One of the reasons for ourBRIDGE's success is a simple change to the program a few years ago. This means that we do not communicate with our families through translators. Instead, we hire staff and volunteers who are immigrants and speak the same language. When new students arrive who speak a language not spoken by current staff, the program strives to hire someone who can communicate with them.
“There was day and night. This is because parents have established trusting relationships and shared experiences with people from the same country,” Ganzó said. “They come to the event and we all have a relationship with them, but they know someone who speaks their language will be there and it’s not someone else every time.”
On a Thursday in December, third- and fourth-grade students sat at six tarp-covered tables on ourBRIDGE's main campus, up to their elbows painted with mud in red, green, yellow, and a combination of all three.
Some people were excitedly talking to each other in Spanish, while others were drawing with their fingers.
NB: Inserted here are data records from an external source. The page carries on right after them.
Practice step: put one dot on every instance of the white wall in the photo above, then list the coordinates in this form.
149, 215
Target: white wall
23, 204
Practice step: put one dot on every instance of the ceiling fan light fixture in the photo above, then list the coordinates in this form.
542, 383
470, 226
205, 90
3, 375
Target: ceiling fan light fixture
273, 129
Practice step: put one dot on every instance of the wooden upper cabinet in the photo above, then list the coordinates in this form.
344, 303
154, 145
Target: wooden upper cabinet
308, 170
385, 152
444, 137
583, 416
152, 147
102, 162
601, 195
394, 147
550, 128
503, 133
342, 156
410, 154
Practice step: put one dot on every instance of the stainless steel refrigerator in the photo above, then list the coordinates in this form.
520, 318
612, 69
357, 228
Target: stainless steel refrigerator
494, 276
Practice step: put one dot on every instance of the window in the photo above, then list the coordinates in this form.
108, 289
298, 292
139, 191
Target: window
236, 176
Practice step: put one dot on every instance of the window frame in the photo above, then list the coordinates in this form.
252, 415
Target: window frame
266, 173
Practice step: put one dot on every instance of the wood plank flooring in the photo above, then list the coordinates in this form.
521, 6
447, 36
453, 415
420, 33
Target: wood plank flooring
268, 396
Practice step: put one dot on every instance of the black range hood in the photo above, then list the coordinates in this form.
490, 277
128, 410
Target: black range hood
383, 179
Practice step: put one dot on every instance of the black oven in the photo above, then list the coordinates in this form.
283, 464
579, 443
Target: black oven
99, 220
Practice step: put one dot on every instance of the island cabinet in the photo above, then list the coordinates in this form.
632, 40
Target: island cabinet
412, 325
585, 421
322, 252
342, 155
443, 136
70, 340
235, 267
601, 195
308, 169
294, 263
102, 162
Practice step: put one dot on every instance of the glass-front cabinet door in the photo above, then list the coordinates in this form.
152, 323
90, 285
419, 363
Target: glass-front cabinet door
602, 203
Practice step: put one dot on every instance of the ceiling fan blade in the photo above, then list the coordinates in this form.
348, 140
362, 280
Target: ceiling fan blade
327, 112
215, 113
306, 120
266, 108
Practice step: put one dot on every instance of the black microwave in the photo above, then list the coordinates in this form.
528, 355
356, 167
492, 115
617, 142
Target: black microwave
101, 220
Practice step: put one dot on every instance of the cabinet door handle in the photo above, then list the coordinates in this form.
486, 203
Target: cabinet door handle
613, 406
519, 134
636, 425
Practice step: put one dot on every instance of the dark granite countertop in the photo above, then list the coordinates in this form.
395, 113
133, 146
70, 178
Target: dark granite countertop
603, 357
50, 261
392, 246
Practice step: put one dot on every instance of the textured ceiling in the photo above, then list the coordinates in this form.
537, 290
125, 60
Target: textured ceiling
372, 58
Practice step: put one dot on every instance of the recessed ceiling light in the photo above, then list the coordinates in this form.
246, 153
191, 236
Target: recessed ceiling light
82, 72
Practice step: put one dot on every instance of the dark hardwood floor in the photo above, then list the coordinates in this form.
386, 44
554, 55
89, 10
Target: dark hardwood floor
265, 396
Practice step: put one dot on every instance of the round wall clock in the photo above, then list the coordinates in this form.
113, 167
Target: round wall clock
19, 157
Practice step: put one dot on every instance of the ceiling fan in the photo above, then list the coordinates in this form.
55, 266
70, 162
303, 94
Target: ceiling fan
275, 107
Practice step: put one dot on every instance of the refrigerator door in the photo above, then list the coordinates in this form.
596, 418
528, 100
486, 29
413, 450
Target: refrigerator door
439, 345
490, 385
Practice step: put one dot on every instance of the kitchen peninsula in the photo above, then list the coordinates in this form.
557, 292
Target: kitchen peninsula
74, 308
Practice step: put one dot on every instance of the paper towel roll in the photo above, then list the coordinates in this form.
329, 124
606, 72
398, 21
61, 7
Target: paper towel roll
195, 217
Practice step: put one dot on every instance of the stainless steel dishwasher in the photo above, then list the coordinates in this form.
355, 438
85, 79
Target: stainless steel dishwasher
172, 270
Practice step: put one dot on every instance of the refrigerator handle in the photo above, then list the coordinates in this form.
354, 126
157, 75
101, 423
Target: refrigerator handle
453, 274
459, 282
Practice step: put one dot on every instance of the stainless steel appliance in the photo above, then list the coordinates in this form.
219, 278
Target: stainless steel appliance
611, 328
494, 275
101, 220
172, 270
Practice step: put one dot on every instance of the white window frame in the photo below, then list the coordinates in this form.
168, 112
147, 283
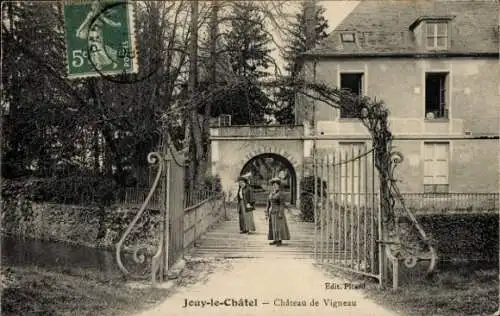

Flags of various countries hang from the ceilings of campus halls and classrooms, and the entrance has large letters reading “Diversity” across from a picture of a woman wearing a hijab. Teaching English to students who are new to the country is just one goal of ourBRIDGE; another is to make them feel welcome and celebrate their traditions.
“We want them to feel proud of their background, culture, traditions, language and accent as they learn English and become accustomed to life in the United States,” Ganzó said.